This project was developed as part of a team for the COMS-4995: Applied Machine Learning course at Columbia University.
Kaggle link: https://www.kaggle.com/datasets/mohamedbakhet/amazon-books-reviews
The Kaggle dataset for Amazon Books Reviews consists of two csv files: Books_rating.csv (contains the details of the reviews corresponding to each of the books) and books_data.csv (contains details on each of the books). We decided to merge the two csv files, so that the merged dataset is easier to handle and process.
Merged dataset link: https://drive.google.com/file/d/1WaNVo7vTBvqqQVDHM-u--z9hDFAAF9VX/view?usp=drive_link
In today's digital shopping landscape, platforms like Amazon offer vast book selections, overwhelming readers seeking personalized recommendations. Our project aims to address this challenge by leveraging the Amazon Books Reviews dataset to develop a recommendation system. By analyzing user feedback and book attributes, we seek to provide tailored book suggestions, enhancing readers' literary journey. “Amazon Books Reviews” combines Amazon Review and Google Books API data, comprising millions of user reviews on over 200,000 books. It includes user-specific details and book attributes, forming a rich resource for analysis.
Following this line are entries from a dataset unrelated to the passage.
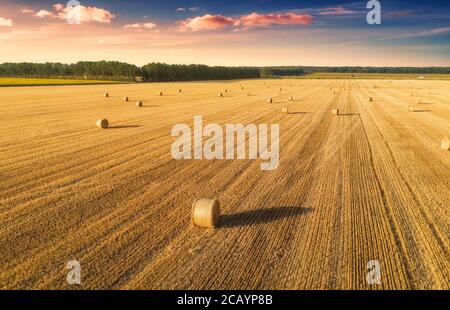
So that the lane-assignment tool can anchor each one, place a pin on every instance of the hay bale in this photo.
(206, 213)
(445, 144)
(102, 123)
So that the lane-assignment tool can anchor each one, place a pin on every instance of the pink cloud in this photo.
(207, 22)
(5, 22)
(336, 11)
(142, 26)
(265, 20)
(88, 14)
(28, 11)
(214, 22)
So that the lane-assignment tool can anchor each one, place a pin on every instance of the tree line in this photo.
(159, 72)
(113, 70)
(302, 70)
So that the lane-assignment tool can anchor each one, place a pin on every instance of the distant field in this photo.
(390, 76)
(368, 184)
(48, 82)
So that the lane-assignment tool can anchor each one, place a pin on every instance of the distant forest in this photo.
(159, 72)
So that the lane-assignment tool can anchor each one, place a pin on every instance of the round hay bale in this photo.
(445, 144)
(206, 213)
(102, 123)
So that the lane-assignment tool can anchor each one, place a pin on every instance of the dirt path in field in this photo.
(369, 184)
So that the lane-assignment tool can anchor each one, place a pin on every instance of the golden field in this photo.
(369, 184)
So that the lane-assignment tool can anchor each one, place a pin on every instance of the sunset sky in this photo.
(217, 32)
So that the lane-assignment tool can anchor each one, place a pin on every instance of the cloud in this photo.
(28, 11)
(207, 22)
(336, 11)
(87, 14)
(215, 22)
(264, 20)
(5, 22)
(140, 26)
(193, 9)
(45, 14)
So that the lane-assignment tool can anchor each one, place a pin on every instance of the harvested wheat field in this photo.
(371, 183)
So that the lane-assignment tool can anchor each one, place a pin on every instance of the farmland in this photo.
(382, 76)
(371, 183)
(11, 82)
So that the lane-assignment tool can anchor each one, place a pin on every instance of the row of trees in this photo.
(113, 70)
(293, 71)
(109, 70)
(159, 72)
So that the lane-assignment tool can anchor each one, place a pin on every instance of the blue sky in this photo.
(265, 32)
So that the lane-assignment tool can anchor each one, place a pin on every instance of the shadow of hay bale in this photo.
(261, 216)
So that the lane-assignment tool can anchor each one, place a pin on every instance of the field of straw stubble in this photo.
(371, 183)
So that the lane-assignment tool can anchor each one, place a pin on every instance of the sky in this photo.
(230, 33)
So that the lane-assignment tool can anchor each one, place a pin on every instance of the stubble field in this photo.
(369, 184)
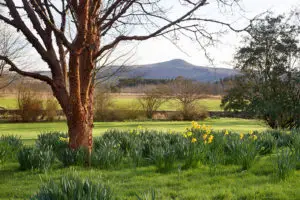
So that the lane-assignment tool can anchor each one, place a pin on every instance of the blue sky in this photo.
(158, 50)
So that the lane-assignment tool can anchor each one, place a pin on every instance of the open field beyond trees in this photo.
(205, 164)
(29, 131)
(212, 104)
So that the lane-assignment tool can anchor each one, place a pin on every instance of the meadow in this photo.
(211, 104)
(29, 131)
(209, 179)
These are some of the important insights that we derived from the exploratory data analysis.
Figure 1: Fiction has the greatest count of masterpieces
Figure 2: Most of the texts are positive and only a few of the texts are neutral or negative.
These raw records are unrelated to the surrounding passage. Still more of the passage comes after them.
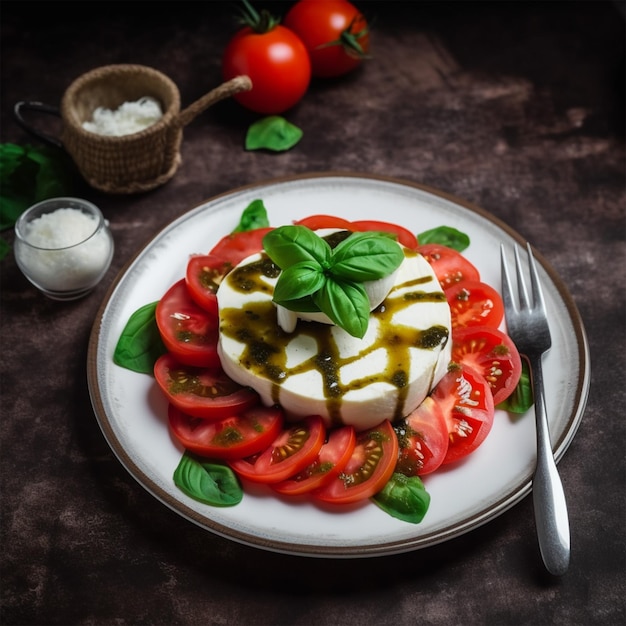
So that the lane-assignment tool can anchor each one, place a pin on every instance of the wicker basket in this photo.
(143, 160)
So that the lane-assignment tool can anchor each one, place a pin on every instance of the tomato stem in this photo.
(261, 22)
(350, 41)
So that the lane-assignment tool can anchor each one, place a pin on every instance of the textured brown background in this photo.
(516, 107)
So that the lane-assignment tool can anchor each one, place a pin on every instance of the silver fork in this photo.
(528, 328)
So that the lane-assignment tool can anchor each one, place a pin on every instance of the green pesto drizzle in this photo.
(256, 327)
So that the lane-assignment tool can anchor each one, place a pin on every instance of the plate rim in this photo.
(383, 549)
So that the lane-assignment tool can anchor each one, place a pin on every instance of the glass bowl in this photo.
(63, 246)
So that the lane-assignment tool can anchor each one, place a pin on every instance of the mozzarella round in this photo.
(317, 368)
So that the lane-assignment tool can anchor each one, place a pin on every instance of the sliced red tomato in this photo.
(233, 437)
(203, 276)
(201, 392)
(491, 353)
(422, 440)
(450, 266)
(467, 405)
(296, 447)
(316, 222)
(332, 458)
(474, 303)
(189, 332)
(235, 247)
(405, 236)
(370, 467)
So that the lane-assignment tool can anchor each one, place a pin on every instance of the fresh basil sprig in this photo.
(316, 277)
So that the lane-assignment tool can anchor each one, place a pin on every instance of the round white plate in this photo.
(132, 412)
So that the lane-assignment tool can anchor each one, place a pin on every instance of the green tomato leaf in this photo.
(140, 345)
(212, 483)
(298, 281)
(404, 497)
(288, 245)
(522, 397)
(445, 236)
(272, 133)
(366, 256)
(253, 216)
(346, 304)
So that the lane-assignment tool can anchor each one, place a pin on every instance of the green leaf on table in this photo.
(29, 175)
(522, 397)
(209, 482)
(140, 344)
(445, 236)
(404, 497)
(288, 245)
(272, 133)
(253, 216)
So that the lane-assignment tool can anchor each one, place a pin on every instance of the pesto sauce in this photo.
(265, 352)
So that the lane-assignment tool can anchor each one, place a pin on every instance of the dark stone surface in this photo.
(516, 107)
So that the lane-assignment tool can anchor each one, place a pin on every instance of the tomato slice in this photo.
(370, 467)
(316, 222)
(422, 440)
(203, 277)
(450, 266)
(235, 247)
(295, 448)
(405, 236)
(201, 392)
(468, 408)
(233, 437)
(188, 332)
(491, 353)
(474, 303)
(332, 458)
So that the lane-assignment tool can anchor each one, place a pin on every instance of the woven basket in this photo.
(143, 160)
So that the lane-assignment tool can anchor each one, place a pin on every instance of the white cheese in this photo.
(128, 118)
(321, 369)
(65, 250)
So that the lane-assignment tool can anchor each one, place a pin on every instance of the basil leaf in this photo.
(272, 133)
(298, 281)
(253, 216)
(346, 304)
(140, 344)
(522, 397)
(5, 248)
(366, 256)
(404, 497)
(212, 483)
(445, 236)
(287, 245)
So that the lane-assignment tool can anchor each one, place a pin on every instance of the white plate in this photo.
(132, 412)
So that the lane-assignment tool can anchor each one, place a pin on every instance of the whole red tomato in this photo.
(334, 32)
(274, 58)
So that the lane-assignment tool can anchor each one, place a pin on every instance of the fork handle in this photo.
(551, 516)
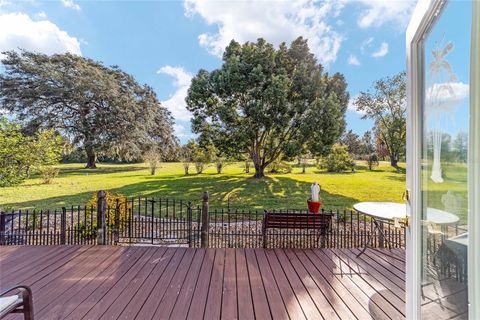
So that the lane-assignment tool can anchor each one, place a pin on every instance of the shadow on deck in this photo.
(115, 282)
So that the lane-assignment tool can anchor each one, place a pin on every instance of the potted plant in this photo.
(314, 203)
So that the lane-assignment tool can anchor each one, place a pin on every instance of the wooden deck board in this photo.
(115, 282)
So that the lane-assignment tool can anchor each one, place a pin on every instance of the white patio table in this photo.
(388, 211)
As part of the project, we have performed Sentiment Analysis using the columns ‘review/text’ (the textual data corresponding to reviews), and ‘Sentiment’ (label indicating sentiment of review as ‘Negative’, ‘Neutral’, and Positive). The various techniques employed are as follows:
1. Long Short Term Memory (LSTM) Neural Network - Due to the enormous size of the dataset, 3 LSTM layers have been added to the LSTM network, along with Dropout layers, and Batch Normalization layers to prevent overfitting. The model achieves an accuracy of 84.39% on the Test Set, which is decent but not as good as the Logistic Regression Model. The model achieves high precision, recall and f1-scores for the majority class, but poor precision, recall and f1-scores for the minority classes (‘Neutral’ and ‘Negative’), simply because the dataset is very huge and imbalanced. The LSTM model achieves a high ROC AUC, but a low PR AUC for the minority classes. Since the LSTM model is trained on a huge and imbalanced dataset, the rarity of the minority class leads to less training data, therefore the LSTM model learns to recognize instances of the minority class but with less confidence in precision.
2. Logistic Regression - We performed a Grid Search to find the best set of hyperparameters for the Logistic Regression model. The model achieves an accuracy of 87%, which is good compared to the rest of the models. Upon evaluating the best estimator from the Grid Search, we see that the precision, recall, and f1-scores for the majority class (‘Positive’) were high. But it achieves poor precision, recall and f1-scores for the ‘Neutral’ and ‘Negative’ classes. This variation is simply because the dataset is very huge and imbalanced. Moreover, we see that the ROC-AUC of the minority class (‘Neutral’) is the highest among the three classes. This clearly implies that the Logistic Regression Model is able to distinguish instances of the Minority Classes. Thus, the Logistic Regression Model has learned to generalize to the patterns present in the data) and has not over-fitted.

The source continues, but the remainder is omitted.